When nesting habits are identified in the ordination plots, it is clear that this life history attribute explains much of the species association to environmental variables. Both at the local (Figure 4) and facet (Figure 5) scales, species are associated to those elements of the landscape that provide nesting resources. Accordingly, tree and cavity nesting birds were associated to the presence of homesteads and trees, and riparian vegetation nesting birds are associated to the presence of water bodies and wetland vegetation cover. Noteworthy, many ground nesters were associated to crops, particularly wheat, rather than pastures, as it was expected. The ordinations with trophic habits were statistically significant only at the local scale. Roadside vegetation complexity is in this case an important attribute, and granivorous species are associated to this landscape element (Figure 6, Table 2). Insectivorous and carnivorous species are associated to landscapes with pasture or soybean cover and presence of water bodies and lowlands. Omnivorous species are associated to the other most common crops in the region (wheat and maize). The two first axes of this ordination explain 12.4% of total variance.
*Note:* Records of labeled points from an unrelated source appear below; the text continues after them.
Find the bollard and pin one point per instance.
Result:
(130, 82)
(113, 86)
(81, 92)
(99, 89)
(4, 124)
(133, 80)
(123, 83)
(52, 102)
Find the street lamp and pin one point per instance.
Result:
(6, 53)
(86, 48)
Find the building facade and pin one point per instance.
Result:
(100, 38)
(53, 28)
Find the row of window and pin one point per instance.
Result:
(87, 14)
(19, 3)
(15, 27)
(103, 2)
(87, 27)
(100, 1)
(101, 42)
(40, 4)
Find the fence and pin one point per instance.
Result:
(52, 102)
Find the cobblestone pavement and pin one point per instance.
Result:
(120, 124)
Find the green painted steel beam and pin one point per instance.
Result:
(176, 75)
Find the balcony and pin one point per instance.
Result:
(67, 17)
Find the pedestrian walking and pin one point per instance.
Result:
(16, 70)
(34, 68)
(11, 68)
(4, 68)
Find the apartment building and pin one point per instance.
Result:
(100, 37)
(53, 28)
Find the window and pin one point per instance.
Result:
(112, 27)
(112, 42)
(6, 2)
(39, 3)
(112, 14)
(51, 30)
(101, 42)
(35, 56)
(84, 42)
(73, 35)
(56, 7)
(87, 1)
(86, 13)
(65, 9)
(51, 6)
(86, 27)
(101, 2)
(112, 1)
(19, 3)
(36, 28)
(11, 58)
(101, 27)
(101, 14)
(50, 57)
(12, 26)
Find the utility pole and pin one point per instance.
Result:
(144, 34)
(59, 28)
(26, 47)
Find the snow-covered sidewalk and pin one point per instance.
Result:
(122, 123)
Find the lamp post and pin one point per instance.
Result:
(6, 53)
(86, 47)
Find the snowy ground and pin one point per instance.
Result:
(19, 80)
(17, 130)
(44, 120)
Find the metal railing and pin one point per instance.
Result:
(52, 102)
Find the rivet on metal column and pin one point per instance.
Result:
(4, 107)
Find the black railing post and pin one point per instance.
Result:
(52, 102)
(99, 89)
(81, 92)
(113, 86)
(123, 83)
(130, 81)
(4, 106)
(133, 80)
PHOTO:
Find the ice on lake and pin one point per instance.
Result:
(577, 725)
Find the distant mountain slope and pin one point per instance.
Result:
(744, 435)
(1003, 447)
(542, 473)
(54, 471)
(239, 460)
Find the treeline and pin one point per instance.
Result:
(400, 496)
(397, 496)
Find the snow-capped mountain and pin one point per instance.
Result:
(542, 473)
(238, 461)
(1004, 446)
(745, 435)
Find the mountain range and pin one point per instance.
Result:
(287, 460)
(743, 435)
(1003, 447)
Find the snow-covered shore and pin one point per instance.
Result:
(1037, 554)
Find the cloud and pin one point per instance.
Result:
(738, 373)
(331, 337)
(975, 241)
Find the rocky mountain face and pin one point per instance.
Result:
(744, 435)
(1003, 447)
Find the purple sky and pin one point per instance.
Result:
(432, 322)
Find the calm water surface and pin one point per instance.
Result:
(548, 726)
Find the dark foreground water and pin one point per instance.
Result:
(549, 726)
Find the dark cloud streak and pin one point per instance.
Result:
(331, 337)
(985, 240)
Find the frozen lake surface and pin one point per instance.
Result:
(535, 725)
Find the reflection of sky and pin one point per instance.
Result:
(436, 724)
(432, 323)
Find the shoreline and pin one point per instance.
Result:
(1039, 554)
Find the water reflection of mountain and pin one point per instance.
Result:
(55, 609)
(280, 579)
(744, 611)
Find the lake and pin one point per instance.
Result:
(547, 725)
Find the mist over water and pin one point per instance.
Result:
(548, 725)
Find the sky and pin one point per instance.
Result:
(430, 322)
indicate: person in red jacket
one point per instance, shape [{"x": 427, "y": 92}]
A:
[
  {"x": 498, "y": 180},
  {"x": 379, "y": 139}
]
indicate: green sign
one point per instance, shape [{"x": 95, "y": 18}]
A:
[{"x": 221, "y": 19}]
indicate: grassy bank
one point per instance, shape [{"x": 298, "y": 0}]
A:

The partition of biodiversity components shows that gamma diversity does not vary significantly in a gradient of landscape complexity at the local scale (2007: slope = 2.7, t = 1.01, p = 0.35; 2008: slope = −2.6, t = −1, p = 0.35), while mean alpha diversity increases linearly (2007: slope = 0.504, t = 5.2, p < 0.001; 2008: slope = 0.942, t = 7.85, p < 0.001) (Figure 7). This means that simpler landscapes have higher beta diversity, with a higher species turnover among points. On the other hand, MRPP shows that species assemblages differ among landscapes with different complexities (2007: A = 0.019, p < 0.001; 2008: A = 0.016, p < 0.001). The differences are driven by ten species (10%), which are associated to landscapes of high levels of complexity (Additional file 2: Table S2).
Our results show that anthropic elements of the landscape as well as land use are important for determining bird distributions and species richness. Furthermore, spatial scale alters the outcome of different landscape configurations on bird assemblage composition, regarding species identity as well as their feeding habits. These are important results to consider when designing management plans as we will discuss in this section.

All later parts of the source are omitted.